Producing Daily, High-Dose Biologic Drug
In the traditional world of drug development it is commonplace for companies to spend many years and huge sums of money developing extraordinarily expensive drugs intended to help relatively small groups of patients. Lumen focuses on the rapid development of biologic drugs that will help hundreds of millions of people at costs far lower than previously thought possible.
The company designs and manufactures therapeutics against disease targets that have been inaccessible to the biopharmaceutical industry because of the astonishingly high cost of traditional methods. Now, for the first time, Lumen can make antibodies and other biologics at a cost that allows for daily, high-dose, oral and topical delivery. The company’s current programs target markets that are enormous, the treatment modes of action are well researched, and the unmet medical need is obvious.
How it works
The Organism: Being extraordinarily high in soluble protein, spirulina cells are able to express far higher amounts of therapeutic proteins than any other food crop (>60%).
Engineering: A gene encoding the therapeutic molecule (for example, an antibody) is introduced into the spirulina chromosome. When that strain of spirulina is grown, the cell manufactures the therapeutic protein and stores it away inside the cell.

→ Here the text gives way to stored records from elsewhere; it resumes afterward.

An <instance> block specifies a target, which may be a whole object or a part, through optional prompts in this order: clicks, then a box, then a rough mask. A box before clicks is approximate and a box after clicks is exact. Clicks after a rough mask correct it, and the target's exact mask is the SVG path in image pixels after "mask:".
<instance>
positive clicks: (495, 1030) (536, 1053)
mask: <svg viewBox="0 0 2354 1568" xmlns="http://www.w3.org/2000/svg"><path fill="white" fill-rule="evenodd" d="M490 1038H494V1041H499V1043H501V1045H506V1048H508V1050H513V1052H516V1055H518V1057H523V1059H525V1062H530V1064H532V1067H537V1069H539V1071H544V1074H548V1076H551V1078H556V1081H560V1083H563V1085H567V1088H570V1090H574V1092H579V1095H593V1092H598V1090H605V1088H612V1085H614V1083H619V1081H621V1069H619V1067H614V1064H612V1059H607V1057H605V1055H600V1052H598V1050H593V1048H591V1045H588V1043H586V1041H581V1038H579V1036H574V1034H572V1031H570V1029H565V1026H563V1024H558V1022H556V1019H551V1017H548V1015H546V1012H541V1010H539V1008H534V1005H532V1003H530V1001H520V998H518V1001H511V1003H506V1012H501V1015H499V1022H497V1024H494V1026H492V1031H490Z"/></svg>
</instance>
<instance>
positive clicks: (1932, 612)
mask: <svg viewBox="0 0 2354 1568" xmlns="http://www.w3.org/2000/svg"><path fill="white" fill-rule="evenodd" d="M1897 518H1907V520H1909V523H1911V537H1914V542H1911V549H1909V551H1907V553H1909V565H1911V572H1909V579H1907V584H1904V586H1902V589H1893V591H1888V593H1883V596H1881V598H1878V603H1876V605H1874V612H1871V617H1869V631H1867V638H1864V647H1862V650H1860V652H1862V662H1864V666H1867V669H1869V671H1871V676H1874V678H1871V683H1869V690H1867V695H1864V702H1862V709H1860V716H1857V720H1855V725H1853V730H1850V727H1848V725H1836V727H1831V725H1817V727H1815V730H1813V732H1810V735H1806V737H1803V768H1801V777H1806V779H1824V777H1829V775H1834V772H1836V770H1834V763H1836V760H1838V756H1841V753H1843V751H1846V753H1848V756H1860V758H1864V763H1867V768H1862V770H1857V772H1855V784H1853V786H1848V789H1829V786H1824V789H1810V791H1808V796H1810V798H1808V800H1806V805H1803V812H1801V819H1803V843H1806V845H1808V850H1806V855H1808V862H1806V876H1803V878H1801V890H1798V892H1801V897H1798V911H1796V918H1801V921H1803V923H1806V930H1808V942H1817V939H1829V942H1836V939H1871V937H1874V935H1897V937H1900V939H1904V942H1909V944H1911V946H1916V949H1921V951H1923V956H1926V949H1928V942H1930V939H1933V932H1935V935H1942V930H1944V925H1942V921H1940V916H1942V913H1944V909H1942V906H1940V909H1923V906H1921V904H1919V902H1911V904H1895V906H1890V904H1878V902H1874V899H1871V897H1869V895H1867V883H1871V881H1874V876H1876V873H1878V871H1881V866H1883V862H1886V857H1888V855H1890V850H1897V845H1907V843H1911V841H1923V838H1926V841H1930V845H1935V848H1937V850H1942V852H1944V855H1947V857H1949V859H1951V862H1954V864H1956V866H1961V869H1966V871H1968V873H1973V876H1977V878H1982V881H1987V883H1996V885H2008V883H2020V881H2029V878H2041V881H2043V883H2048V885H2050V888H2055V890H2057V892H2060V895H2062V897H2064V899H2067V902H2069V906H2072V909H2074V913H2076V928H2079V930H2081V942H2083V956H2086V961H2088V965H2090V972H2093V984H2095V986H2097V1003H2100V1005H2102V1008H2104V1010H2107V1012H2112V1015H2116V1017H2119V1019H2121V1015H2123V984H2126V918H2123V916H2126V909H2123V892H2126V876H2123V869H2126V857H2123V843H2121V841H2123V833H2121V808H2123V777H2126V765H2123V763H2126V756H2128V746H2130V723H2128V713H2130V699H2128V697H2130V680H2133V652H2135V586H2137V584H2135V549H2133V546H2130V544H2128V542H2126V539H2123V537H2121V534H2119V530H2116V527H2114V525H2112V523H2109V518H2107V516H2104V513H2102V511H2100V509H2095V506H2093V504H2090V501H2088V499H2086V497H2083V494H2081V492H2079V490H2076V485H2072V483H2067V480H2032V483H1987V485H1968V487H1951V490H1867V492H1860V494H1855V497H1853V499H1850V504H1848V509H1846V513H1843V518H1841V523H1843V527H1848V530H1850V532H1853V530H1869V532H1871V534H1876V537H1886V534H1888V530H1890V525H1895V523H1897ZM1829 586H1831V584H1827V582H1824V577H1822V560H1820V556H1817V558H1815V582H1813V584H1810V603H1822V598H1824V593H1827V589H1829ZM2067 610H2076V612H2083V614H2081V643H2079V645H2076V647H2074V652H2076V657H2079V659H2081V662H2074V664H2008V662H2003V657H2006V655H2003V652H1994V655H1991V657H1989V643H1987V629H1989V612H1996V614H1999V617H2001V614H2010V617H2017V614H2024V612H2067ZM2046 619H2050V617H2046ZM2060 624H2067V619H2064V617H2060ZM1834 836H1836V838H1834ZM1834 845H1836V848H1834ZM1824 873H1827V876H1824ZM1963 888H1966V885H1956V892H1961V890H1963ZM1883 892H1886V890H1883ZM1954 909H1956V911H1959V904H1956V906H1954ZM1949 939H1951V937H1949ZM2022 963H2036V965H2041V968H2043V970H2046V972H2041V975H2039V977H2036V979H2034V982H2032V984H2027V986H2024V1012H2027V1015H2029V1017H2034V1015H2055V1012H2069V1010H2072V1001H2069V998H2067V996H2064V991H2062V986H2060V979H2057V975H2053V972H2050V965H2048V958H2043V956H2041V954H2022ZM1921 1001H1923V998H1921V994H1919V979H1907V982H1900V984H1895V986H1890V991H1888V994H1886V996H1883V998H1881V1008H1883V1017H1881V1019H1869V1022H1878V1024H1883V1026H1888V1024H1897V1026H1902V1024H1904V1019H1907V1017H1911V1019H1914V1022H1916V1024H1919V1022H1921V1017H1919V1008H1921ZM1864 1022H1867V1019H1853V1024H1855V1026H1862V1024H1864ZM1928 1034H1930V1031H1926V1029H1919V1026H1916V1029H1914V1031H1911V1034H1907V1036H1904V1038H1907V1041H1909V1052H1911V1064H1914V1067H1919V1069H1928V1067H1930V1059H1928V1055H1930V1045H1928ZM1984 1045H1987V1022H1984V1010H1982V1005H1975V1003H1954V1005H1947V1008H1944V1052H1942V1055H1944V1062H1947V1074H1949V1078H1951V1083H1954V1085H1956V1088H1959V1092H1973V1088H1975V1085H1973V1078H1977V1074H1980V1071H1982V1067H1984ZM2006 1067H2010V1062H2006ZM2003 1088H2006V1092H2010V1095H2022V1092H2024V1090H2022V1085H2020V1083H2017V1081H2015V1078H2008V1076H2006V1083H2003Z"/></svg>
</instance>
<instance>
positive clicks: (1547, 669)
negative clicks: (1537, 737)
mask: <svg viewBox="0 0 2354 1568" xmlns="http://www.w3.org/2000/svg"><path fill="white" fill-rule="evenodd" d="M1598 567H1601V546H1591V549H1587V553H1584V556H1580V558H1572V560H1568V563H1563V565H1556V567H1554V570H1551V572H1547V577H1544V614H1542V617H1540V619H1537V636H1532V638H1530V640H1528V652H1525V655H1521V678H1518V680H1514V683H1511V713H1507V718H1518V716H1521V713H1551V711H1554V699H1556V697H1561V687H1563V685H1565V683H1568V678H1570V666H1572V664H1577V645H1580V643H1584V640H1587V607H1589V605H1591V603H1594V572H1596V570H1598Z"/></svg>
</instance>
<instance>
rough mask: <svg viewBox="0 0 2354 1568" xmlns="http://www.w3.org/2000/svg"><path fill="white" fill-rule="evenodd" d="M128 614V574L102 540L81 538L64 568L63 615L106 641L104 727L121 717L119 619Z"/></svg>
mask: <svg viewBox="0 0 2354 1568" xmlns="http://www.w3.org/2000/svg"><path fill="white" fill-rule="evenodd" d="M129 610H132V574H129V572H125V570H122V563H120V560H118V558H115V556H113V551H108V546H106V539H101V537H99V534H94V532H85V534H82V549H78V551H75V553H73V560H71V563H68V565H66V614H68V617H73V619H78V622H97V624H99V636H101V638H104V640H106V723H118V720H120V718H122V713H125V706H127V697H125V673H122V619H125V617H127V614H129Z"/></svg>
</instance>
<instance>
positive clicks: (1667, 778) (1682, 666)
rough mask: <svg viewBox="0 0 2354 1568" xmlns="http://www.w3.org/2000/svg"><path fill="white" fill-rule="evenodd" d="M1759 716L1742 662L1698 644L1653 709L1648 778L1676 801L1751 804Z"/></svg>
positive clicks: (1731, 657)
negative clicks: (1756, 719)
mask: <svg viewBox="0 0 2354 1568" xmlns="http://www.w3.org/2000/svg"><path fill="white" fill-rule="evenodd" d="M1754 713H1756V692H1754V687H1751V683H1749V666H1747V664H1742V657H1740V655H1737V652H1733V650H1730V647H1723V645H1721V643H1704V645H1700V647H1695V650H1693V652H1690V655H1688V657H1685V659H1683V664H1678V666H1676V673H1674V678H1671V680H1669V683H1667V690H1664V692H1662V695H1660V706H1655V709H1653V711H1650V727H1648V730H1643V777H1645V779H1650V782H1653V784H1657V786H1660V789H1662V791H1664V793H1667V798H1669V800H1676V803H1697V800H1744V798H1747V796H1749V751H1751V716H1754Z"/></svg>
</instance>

Production: The production system requires only water, salt, CO2 and light, so it is cheap and rapidly scalable. Harvesting is done by spray-drying the biomass into a powder comprised of spirulina cells, each one filled with a therapeutic protein "payload." The entire process is done at its integrated Seattle lab and cGMP plant, which accelerates pre-clinical and clinical development.
Delivery: This powder can be packed into dose-specific capsules, which don't require refrigeration and are shelf-stable at room temperature. While the cells do not survive the drying process, the cell membrane protects the therapeutic proteins during transit through the stomach when orally delivered, and releases them in the small intestine where they can bind to and neutralize their disease targets.
The Visionary Leader Upfront
Brian Finrow is a Co-Founder and the Chief Executive Officer of Lumen Bioscience. He brings the skills and experience of a lawyer to a position that, in the biotech world, is more typically occupied by a scientist. This is essential to an enterprise like Lumen, which is rethinking drug development from the ground up to emphasize speed, efficiency and ease of delivery, and whose approach is so innovative that traditional ways of thinking about IP and regulatory pathways oftentimes do not apply.
Prior to co-founding Lumen, Brian oversaw complex negotiations with various major biopharma companies and managed IP strategy for Adaptive Biotechnologies, where he was Senior Vice President and General Counsel. As senior attorney at the law firm Cooley LLC, his practice focused on equity financing and M&A transactions, and negotiating complex biotech licensing and collaboration deals. With over 15 years of legal and commercial experience at these market-leading, innovative firms, he is well positioned to develop creative, win-win deal structures with other organizations.